The Utah House on March 3 adopted a first substitute to HB 604 that aims to clarify separation-of-powers limits by identifying executive-branch positions that should not be held concurrently with legislative office, and by creating a temporary grandfather clause for at least one county manager now serving in a municipal legislative role.
Representative Thomas McPherson, sponsor, said the bill seeks to align state policy with the separation of powers and to identify high‑level executive positions — including governor's cabinet roles and agency heads — that would be incompatible with legislative service. McPherson said an analysis indicated only one current official statewide may be affected and the measure contains a grandfather clause allowing that person to serve through their current term.
Floor debate included a series of verbal amendments and a motion by Representative Thurston to change wording on line 37 from "division director" to "commissioner," followed by substitute-wording efforts and a final first substitute that narrows coverage to county managers, mayors and certain paid executive advisers within the same jurisdiction. Questions from Representatives Thurston and Tuscher focused on where the draft might sweep too broadly (commissioners of volunteer commissions vs. full-time executive commissioners) and whether the bill's net was too wide. Representative Karen Peterson urged caution about wordsmithing on the floor and supported circling the bill for further work before returning it.

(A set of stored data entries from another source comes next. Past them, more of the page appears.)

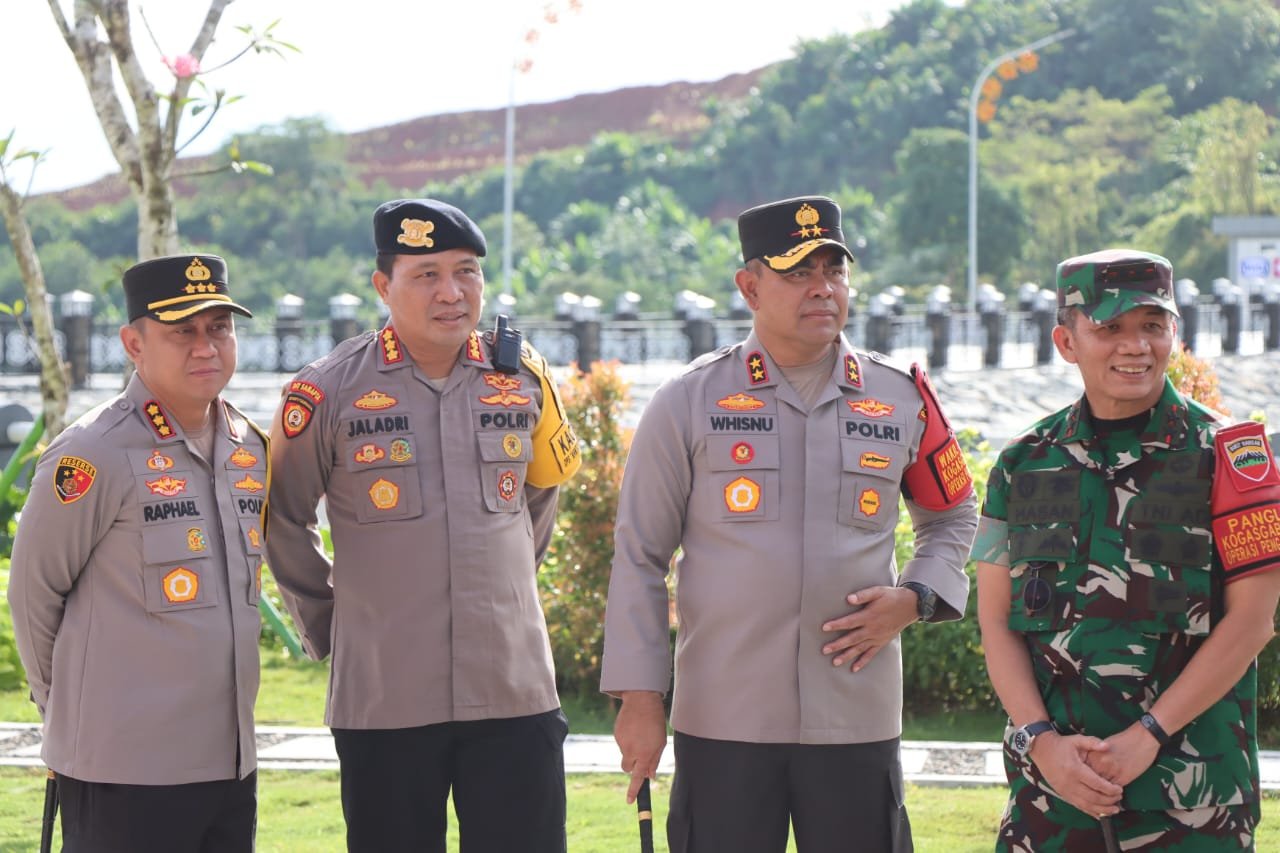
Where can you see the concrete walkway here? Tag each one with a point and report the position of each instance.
(924, 762)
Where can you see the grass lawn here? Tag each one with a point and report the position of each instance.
(300, 812)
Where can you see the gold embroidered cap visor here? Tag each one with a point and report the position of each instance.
(782, 233)
(424, 227)
(170, 290)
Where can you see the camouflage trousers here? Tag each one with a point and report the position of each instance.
(1036, 821)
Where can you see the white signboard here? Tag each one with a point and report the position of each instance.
(1258, 258)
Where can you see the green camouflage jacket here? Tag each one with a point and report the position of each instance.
(1123, 536)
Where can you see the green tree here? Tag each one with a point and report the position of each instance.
(929, 214)
(1075, 162)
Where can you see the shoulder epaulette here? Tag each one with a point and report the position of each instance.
(887, 361)
(707, 359)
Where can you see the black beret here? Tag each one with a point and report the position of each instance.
(172, 288)
(423, 227)
(782, 233)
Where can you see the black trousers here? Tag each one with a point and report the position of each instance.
(507, 779)
(731, 797)
(197, 817)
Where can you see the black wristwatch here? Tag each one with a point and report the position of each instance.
(926, 601)
(1025, 735)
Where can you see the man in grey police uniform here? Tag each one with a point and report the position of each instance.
(776, 466)
(438, 452)
(135, 583)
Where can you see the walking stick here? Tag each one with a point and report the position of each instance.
(46, 824)
(644, 811)
(1109, 835)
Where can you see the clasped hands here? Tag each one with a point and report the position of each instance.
(1091, 772)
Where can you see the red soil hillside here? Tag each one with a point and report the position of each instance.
(438, 147)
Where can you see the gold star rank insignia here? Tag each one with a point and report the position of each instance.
(159, 422)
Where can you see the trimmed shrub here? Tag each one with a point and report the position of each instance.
(575, 575)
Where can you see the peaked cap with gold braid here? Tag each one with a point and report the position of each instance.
(782, 233)
(173, 288)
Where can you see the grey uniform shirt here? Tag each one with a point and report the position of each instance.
(430, 606)
(133, 589)
(780, 512)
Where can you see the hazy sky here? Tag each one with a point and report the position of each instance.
(380, 62)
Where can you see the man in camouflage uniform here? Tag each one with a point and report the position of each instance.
(1124, 589)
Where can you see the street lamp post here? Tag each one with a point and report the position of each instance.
(973, 150)
(508, 190)
(520, 65)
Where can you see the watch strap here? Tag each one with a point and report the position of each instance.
(1157, 731)
(927, 600)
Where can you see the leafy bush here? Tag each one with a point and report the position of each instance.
(575, 576)
(1196, 378)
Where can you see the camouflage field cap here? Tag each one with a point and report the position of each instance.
(782, 233)
(1106, 284)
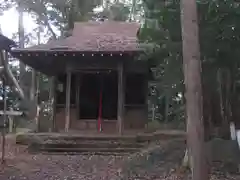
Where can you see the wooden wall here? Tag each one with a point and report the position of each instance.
(134, 118)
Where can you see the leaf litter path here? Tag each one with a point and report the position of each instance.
(156, 163)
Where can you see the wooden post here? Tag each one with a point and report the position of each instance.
(68, 103)
(78, 95)
(192, 78)
(120, 98)
(53, 103)
(4, 121)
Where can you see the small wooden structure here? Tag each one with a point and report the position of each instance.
(100, 84)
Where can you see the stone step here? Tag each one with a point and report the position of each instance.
(89, 150)
(90, 145)
(87, 153)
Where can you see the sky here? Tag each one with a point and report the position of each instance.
(9, 22)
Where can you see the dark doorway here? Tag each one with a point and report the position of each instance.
(92, 85)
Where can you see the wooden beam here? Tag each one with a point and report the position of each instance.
(68, 98)
(120, 98)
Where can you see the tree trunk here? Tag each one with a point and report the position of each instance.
(21, 37)
(192, 75)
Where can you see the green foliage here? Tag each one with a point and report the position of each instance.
(219, 41)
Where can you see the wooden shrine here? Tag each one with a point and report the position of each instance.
(99, 82)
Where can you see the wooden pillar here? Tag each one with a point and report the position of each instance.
(53, 103)
(78, 79)
(68, 103)
(120, 98)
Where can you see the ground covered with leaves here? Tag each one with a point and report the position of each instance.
(158, 162)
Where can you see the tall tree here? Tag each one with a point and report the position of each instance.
(192, 76)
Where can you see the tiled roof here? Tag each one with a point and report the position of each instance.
(96, 36)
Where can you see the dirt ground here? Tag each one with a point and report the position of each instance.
(152, 164)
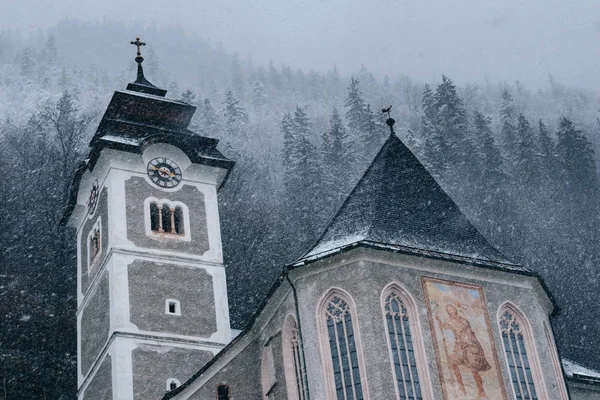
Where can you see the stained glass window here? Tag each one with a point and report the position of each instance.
(519, 365)
(293, 355)
(344, 357)
(401, 348)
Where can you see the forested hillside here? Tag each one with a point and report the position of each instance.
(520, 162)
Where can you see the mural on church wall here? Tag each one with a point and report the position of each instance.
(464, 347)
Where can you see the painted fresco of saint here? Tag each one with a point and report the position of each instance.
(467, 350)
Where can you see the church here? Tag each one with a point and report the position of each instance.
(400, 298)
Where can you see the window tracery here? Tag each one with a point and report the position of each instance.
(94, 245)
(343, 352)
(518, 355)
(401, 347)
(166, 219)
(294, 361)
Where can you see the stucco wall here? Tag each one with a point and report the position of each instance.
(100, 387)
(137, 189)
(95, 324)
(154, 365)
(364, 281)
(102, 212)
(242, 375)
(151, 284)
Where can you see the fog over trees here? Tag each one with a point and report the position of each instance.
(522, 163)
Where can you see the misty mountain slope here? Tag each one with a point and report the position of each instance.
(301, 141)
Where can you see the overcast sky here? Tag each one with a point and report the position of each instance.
(467, 40)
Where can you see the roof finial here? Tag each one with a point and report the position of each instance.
(138, 43)
(390, 121)
(141, 84)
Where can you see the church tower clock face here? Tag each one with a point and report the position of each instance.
(164, 172)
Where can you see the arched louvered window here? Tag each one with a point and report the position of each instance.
(293, 357)
(346, 374)
(520, 357)
(167, 219)
(94, 244)
(401, 346)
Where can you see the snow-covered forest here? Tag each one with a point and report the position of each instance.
(520, 162)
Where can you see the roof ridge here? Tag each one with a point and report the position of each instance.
(346, 200)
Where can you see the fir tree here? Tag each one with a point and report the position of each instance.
(233, 111)
(547, 148)
(527, 155)
(259, 94)
(336, 158)
(208, 120)
(578, 160)
(492, 173)
(301, 175)
(361, 120)
(450, 142)
(508, 129)
(189, 97)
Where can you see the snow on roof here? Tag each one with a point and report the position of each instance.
(398, 202)
(574, 370)
(151, 96)
(122, 139)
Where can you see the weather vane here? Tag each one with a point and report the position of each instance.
(139, 44)
(390, 121)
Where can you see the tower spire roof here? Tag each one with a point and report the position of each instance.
(141, 84)
(397, 203)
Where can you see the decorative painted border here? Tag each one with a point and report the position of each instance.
(424, 280)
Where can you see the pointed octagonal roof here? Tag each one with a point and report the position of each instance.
(398, 203)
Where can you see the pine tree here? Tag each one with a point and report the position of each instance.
(287, 130)
(233, 111)
(450, 142)
(27, 62)
(361, 119)
(491, 173)
(508, 130)
(548, 156)
(259, 94)
(302, 179)
(208, 120)
(578, 160)
(527, 154)
(189, 97)
(336, 158)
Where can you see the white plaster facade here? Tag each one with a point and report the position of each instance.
(112, 169)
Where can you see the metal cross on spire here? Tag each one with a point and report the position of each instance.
(138, 43)
(390, 121)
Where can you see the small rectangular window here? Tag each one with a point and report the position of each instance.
(172, 307)
(223, 392)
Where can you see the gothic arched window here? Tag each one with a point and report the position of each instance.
(167, 219)
(520, 355)
(293, 358)
(344, 370)
(94, 244)
(404, 344)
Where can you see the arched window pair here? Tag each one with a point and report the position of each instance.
(520, 355)
(341, 342)
(293, 359)
(166, 218)
(94, 244)
(345, 369)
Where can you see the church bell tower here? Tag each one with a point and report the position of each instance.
(152, 296)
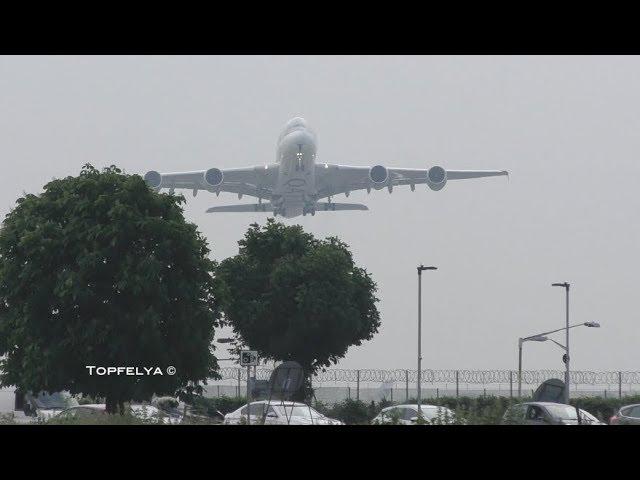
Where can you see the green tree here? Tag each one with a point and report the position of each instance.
(101, 270)
(291, 296)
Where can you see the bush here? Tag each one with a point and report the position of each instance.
(603, 408)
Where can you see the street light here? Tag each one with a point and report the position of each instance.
(566, 285)
(420, 270)
(533, 338)
(542, 337)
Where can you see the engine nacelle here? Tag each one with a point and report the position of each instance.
(153, 179)
(213, 177)
(378, 176)
(436, 178)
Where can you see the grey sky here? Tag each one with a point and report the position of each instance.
(565, 127)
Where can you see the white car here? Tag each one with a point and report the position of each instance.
(408, 415)
(278, 412)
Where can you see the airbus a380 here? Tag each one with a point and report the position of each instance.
(296, 183)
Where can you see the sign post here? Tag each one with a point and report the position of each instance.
(248, 358)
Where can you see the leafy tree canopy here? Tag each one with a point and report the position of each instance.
(293, 297)
(101, 270)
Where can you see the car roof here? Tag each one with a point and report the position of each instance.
(279, 402)
(94, 406)
(412, 406)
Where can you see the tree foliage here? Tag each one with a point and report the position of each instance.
(291, 296)
(101, 270)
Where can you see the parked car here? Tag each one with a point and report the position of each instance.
(143, 412)
(547, 413)
(46, 405)
(279, 412)
(627, 415)
(408, 415)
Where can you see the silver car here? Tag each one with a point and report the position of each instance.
(547, 413)
(408, 415)
(278, 413)
(627, 415)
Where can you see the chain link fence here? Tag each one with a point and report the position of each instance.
(334, 385)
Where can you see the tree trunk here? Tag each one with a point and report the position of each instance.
(114, 405)
(111, 405)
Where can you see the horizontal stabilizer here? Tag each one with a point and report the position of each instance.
(247, 207)
(324, 206)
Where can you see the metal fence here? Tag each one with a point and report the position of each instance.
(334, 385)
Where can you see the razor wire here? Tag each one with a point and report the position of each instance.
(475, 377)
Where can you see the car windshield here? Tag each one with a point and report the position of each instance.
(564, 412)
(55, 400)
(588, 417)
(432, 413)
(297, 411)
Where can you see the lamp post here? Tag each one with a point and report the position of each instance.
(420, 269)
(542, 337)
(566, 358)
(533, 338)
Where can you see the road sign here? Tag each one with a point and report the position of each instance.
(248, 358)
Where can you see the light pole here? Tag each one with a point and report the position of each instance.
(542, 337)
(420, 269)
(533, 338)
(565, 285)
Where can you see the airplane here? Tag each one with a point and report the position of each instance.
(296, 182)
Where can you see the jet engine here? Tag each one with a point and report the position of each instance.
(153, 179)
(213, 177)
(436, 178)
(378, 176)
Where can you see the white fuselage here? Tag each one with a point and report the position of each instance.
(295, 188)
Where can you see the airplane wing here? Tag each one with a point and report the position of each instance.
(257, 181)
(333, 179)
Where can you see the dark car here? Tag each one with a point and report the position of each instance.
(627, 415)
(547, 413)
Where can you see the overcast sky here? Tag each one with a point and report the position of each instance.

The House adopted the first substitute on a recorded voice and later a final floor vote: "HB first substitute HB 604 passes this body with 43 yes votes, 23 no votes," the clerk announced. The bill will be transmitted to the Senate for consideration.
Why it matters: supporters framed the substitute as clarifying conflicts of interest and preserving separation of powers; opponents cautioned that the language needed tightening to avoid unintended reach into lower-level executive positions or unpaid commissioners. The sponsor said he would continue to refine the language in follow-up.